Rare Presentation of Sinonasal Synovial Sarcoma With Frontal Sinus and Limited Intracranial Extension Associated With Probable Paraneoplastic Vasculitis: A Case Report

Synovial sarcoma is a high‐grade soft‐tissue sarcoma that commonly affects adolescents and young adults. Involvement of the head and neck region is rare, and tumors arising from the sinonasal tract are particularly uncommon and diagnostically challenging. We report the case of a 38‐year‐old male who presented with head trauma and decreased consciousness following a transient neurological episode while driving. Brain computed tomography revealed a lesion involving the left anterior ethmoidal air cells with associated old cerebral infarctions.
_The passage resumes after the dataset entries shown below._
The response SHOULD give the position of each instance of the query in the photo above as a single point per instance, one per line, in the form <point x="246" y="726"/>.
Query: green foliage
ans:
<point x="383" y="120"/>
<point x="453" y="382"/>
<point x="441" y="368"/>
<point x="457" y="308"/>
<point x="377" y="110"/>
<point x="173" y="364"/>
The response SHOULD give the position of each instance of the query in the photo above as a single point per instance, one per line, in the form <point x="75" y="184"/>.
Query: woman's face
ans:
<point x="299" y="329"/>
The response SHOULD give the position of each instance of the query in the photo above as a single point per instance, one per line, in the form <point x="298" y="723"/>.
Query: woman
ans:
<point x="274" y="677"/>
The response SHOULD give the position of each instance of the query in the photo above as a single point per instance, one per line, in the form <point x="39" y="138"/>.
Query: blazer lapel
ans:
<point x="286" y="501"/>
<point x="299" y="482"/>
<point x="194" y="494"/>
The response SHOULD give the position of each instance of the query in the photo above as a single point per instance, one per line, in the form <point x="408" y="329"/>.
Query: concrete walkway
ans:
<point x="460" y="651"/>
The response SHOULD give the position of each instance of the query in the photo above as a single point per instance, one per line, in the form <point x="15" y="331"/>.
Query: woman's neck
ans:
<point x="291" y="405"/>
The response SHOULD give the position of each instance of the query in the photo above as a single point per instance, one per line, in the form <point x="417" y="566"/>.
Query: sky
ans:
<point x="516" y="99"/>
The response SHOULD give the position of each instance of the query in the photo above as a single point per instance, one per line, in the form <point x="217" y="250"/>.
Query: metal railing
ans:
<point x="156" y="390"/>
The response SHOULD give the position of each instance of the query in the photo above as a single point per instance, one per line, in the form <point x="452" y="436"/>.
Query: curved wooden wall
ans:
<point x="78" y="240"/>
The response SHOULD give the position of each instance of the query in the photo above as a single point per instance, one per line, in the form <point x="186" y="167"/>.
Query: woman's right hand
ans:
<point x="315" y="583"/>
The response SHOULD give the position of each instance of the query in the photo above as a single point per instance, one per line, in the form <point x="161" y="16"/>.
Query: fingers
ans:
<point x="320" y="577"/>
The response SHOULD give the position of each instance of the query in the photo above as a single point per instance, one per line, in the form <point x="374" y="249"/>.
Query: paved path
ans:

Further magnetic resonance imaging demonstrated an aggressive enhancing sinonasal mass with limited intracranial extension, associated with radiologic findings suggestive of vasculitis and acute‐on‐chronic ischemic insults. Histopathological evaluation showed a spindle‐cell neoplasm considered most consistent with synovial sarcoma based on morphology and available immunohistochemical findings. The patient was started on neoadjuvant chemotherapy, after which the vasculitic findings showed regression, suggesting a probable paraneoplastic vasculitic association. Due to the complex anatomical location and local extension of the tumor, complete surgical resection was not initially feasible. Planned management included combined chemoradiotherapy with consideration of future surgical intervention. This case highlights the diagnostic and therapeutic challenges of sinonasal synovial sarcoma and emphasizes the importance of multidisciplinary evaluation, particularly in cases associated with unusual vasculitic and ischemic manifestations.